Nor did he take leave without making others of his late associates acquainted with his bounty. The pledge he had given the dying renegade he offered to redeem to the daughter, by bearing her with him to Virginia, and providing her a secure home, under the protection of his cousin; but Telie preferring rather to remain in the family of Colonel Bruce, who seemed to entertain for her a truly parental affection, he took such steps as speedily converted the poor dependent orphan into a person of almost wealth and consequence. His bounty-grants and land-warrants he left in the hands of Bruce, with instructions to locate them to the best advantage in favour of the girl, to whom he assigned them with the proper legal formalities; a few hundred acres, however, being conveyed to Captain Ralph and the worthy Dodge,—of whom the latter had given over all thought of returning to the Bay-State, having, as he said, "got his hand in to killing Injuns, and not caring a fourpence-ha'penny for the whole everlasting set of them."

Thus settling up his accounts of gratitude, he joyously, and with Edith still more joyous at his side, turned his face towards the East and Virginia,—towards Fell-hallow and home: to enjoy a fortune of happiness to which the memory of the few weeks of anguish and gloom passed in the desert only served to impart additional zest.

Nor did he, even in the tranquil life of enjoyment which he was now enabled to lead, lose his interest in the individuals who had shared his perils and sufferings. His inquiries, made wherever, and whenever, intelligence could be obtained, were continued for many years, until, in fact, the District and Wilderness of Kentucky existed no more, but were both merged in a State, too great and powerful to be longer exposed to the inroads of savages. The information which he was able to glean in relation to the several parties, was, however, uncertain and defective, the means of intelligence being, at that early period, far from satisfactory: but such as it was, we lay it before the reader.
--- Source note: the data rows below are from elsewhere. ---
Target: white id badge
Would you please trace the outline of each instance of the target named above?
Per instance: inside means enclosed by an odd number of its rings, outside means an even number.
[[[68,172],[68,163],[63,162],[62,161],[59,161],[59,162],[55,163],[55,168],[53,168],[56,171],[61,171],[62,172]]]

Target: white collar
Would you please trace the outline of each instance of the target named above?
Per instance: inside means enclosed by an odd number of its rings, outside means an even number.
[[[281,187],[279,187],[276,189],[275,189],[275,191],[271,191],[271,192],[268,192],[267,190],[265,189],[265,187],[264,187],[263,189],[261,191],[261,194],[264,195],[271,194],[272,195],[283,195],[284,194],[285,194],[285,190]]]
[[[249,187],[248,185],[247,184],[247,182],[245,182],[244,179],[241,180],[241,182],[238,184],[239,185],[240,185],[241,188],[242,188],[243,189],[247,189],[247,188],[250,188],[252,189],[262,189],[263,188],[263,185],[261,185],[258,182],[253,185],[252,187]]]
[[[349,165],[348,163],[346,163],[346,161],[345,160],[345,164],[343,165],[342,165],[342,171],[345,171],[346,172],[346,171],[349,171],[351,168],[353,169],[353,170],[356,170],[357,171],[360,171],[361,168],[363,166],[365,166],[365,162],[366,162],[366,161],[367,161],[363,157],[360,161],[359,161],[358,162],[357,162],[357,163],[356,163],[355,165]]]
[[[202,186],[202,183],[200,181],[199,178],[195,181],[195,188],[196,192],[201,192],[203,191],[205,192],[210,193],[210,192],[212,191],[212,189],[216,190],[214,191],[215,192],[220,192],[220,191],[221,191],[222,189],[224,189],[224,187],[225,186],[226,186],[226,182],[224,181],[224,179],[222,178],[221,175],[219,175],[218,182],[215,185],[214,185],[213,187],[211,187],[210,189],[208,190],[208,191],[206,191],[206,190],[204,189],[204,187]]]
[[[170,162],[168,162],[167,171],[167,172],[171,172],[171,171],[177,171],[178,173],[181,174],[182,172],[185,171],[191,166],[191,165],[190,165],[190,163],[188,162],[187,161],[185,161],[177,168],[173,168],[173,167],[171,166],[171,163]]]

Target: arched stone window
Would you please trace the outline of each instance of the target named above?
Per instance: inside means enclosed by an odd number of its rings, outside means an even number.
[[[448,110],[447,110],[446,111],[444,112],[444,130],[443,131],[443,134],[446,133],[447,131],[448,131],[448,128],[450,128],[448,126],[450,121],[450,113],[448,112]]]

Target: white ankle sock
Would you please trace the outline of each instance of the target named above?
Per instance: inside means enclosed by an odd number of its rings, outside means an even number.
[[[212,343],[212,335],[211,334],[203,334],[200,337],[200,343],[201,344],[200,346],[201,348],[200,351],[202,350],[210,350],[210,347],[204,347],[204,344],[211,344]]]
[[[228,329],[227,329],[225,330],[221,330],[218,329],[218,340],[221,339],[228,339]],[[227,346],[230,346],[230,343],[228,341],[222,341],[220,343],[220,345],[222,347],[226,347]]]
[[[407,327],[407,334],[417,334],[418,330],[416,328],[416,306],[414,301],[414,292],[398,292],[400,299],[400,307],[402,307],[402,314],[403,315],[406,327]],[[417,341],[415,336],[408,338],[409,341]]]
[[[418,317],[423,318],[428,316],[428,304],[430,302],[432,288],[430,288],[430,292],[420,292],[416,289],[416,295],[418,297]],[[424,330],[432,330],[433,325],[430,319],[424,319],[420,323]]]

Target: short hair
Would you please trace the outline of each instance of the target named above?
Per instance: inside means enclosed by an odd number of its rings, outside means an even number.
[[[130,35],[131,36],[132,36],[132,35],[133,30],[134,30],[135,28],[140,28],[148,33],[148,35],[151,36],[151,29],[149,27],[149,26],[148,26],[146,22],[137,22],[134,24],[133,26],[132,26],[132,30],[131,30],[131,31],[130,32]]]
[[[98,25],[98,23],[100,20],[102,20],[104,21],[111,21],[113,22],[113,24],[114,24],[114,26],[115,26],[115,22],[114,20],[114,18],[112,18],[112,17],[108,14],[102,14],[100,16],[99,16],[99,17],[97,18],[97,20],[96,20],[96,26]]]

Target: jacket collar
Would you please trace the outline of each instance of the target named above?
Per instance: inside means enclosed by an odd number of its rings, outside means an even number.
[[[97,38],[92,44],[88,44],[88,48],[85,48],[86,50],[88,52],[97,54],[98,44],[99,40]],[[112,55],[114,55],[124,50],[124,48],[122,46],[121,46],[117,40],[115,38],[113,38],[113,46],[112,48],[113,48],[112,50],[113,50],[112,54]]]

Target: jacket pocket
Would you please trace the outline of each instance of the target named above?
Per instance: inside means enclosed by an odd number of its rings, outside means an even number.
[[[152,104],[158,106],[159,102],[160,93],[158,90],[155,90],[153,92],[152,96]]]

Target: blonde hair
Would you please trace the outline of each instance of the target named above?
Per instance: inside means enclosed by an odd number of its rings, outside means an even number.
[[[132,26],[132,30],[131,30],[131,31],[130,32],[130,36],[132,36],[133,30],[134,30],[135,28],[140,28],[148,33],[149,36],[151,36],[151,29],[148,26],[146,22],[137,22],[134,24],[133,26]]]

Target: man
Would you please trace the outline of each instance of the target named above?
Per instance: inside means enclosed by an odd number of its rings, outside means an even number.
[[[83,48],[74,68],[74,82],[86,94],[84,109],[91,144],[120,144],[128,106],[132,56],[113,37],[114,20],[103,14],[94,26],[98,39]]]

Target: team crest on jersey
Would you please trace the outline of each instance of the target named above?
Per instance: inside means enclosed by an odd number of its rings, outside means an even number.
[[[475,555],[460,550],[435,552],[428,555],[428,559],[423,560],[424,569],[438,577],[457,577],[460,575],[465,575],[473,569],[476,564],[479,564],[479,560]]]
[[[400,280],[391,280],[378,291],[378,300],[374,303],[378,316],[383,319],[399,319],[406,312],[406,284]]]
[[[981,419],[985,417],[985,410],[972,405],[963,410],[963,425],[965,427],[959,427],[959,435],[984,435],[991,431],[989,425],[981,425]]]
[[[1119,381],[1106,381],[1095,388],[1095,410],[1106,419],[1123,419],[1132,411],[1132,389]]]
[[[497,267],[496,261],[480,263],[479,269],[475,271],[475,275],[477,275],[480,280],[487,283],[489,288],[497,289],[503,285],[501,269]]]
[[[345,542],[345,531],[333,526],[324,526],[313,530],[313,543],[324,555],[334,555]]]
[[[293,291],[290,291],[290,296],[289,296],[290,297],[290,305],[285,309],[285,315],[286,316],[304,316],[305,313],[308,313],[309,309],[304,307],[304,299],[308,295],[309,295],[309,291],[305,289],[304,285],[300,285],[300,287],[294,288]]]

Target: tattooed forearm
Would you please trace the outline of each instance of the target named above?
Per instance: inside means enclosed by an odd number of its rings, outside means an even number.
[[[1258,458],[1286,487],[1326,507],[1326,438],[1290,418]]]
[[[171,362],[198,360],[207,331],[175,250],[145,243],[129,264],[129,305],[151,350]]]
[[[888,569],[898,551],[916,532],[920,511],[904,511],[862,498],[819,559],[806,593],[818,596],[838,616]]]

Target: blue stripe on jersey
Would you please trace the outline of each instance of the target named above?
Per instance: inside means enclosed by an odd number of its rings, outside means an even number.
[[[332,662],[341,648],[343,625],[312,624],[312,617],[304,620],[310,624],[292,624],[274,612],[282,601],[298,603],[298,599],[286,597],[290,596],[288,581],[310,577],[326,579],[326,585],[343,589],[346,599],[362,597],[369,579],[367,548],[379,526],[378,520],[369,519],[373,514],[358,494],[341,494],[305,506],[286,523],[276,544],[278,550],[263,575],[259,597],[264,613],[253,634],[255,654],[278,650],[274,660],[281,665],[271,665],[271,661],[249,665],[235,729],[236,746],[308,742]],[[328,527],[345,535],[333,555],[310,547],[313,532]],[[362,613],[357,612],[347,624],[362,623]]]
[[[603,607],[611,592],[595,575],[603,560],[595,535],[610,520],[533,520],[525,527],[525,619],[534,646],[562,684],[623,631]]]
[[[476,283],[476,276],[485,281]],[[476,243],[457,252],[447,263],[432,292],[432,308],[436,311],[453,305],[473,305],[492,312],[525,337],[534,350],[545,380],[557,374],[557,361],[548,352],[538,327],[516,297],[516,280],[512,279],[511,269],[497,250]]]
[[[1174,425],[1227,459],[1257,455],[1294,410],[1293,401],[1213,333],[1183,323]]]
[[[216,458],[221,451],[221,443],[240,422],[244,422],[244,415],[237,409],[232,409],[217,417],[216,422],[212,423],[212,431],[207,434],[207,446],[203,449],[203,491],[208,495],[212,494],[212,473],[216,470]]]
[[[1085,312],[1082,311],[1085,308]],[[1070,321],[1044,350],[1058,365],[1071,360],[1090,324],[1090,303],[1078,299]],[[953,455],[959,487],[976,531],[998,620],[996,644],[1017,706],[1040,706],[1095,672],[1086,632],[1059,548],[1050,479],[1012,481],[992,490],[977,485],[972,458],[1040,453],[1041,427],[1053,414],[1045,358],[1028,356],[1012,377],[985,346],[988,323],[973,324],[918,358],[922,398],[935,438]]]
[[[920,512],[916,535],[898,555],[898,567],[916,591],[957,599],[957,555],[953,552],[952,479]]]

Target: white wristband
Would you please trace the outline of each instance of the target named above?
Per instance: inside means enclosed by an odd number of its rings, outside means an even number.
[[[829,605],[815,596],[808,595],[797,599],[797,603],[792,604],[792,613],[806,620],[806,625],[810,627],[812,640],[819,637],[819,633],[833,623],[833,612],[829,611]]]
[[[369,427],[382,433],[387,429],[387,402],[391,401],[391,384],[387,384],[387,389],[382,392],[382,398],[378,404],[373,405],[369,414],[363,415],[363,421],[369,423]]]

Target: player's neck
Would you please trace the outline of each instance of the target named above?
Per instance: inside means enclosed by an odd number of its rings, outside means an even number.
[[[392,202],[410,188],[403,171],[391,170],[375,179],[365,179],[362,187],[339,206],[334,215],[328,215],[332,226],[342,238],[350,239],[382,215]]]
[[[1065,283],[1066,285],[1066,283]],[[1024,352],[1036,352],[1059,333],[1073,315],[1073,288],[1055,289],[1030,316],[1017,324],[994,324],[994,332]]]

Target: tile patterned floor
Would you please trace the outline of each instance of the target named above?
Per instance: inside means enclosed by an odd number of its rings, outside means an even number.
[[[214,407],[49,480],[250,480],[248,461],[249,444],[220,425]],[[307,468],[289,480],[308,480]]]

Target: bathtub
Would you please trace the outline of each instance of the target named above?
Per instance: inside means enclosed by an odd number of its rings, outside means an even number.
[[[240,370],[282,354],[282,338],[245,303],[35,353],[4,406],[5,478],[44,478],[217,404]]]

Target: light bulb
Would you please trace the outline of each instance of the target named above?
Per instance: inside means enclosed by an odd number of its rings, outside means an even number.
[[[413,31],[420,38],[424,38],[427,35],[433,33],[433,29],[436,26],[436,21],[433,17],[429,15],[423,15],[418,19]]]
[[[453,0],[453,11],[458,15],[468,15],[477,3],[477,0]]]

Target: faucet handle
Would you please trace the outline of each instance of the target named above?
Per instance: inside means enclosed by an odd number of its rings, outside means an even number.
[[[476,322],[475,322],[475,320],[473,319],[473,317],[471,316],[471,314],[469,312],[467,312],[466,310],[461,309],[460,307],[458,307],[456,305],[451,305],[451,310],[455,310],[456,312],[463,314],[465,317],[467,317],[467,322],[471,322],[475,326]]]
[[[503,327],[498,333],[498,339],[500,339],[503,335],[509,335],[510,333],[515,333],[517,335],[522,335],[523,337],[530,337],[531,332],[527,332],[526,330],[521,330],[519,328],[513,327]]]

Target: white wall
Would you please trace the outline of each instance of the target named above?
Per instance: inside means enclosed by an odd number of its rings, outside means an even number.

The worthy Colonel Bruce continued to live and flourish with his Station, which soon grew into a town of considerable note. The colonel himself, when last heard from, was no longer a colonel, his good stars, his military services, and perhaps the fervent prayers of his wife, having transformed him, one happy day, into a gallant Brigadier. His son Dick trode in the footsteps, and grew into the likeness of his brother Tom, being as brave and good-humoured, and far more fortunate; and Roland heard, a few years after his own departure from Kentucky, with much satisfaction, that the youth was busily occupied, during such intervals of peace as the Indians allowed, in clearing and cultivating the lands bestowed on Telie Doe, whom he had, though scarce yet out of his teens, taken to wife.